BREAKING NEWS

South Korea fighting MERS outbreak

SEOUL - South Korean authorities squabbled on Friday over their handling of an outbreak of Middle East Respiratory Syndrome (MERS), as a fourth person died and five new cases were reported.
The government has promised to do everything it can to end the outbreak which began in South Korea last month when an infected South Korean man brought it back from a business trip to the Middle East.
With 41 cases, South Korea has the most infections outside the Middle East where the disease first appeared in 2012, and where most of the 440 fatalities have been.

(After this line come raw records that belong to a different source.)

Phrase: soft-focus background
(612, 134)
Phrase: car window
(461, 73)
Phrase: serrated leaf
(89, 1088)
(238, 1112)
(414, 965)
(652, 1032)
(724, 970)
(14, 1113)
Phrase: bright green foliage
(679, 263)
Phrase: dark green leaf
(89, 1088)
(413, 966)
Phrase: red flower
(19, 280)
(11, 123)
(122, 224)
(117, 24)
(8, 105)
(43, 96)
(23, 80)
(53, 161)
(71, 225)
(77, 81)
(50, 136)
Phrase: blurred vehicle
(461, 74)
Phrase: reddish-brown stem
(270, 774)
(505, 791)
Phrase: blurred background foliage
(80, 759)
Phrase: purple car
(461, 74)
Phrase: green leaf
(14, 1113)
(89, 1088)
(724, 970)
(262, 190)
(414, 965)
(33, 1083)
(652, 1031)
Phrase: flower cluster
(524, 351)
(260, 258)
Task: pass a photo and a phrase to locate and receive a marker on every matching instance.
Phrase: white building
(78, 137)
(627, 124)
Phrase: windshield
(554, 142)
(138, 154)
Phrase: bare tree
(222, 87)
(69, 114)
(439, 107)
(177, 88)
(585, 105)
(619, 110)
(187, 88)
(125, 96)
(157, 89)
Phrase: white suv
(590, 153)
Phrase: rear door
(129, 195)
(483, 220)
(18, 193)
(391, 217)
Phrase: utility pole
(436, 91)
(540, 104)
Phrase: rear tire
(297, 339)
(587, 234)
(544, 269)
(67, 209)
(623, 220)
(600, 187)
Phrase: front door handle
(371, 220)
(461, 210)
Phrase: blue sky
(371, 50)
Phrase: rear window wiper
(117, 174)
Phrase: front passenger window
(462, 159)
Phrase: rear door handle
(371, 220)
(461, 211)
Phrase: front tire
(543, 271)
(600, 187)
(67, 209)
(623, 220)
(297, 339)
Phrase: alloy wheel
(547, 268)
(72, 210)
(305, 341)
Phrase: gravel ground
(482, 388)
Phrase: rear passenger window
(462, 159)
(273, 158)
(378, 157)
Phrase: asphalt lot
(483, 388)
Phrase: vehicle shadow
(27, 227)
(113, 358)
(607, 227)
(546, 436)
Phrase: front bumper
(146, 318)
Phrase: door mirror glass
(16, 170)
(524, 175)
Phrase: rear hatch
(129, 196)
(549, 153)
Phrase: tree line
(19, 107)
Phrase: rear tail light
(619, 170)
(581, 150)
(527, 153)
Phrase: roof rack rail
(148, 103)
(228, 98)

As the number of infections in South Korea rises daily, fear and anger are growing. South Korea's neighbors are also increasingly concerned.
Memories are still fresh in Asia of Severe Acute Respiratory Syndrome (SARS), which emerged in 2002-2003 and killed about 800 people worldwide. MERS is caused by a coronavirus from the same family as the one that caused SARS.
Health Minister Moon Hyung-pyo accused authorities in the capital, Seoul, of giving out incorrect information about a case which he said would spread alarm and undermine the fight against the disease.
On Thursday, city officials accused national authorities of being slow to share information, in particular about a doctor who had treated a MERS patient and subsequently went to a May 30 gathering attended by more than 1,500 people.
The doctor was later diagnosed with MERS and the people at the gathering have been advised to stay in voluntary quarantine.
Moon rejected assertions his ministry had mishandled the case.
"The announcement by the city of Seoul yesterday has parts that are not factual and can increase public concern," he said.
The comments would only hurt the credibility of the government's effort to stamp out MERS, he said.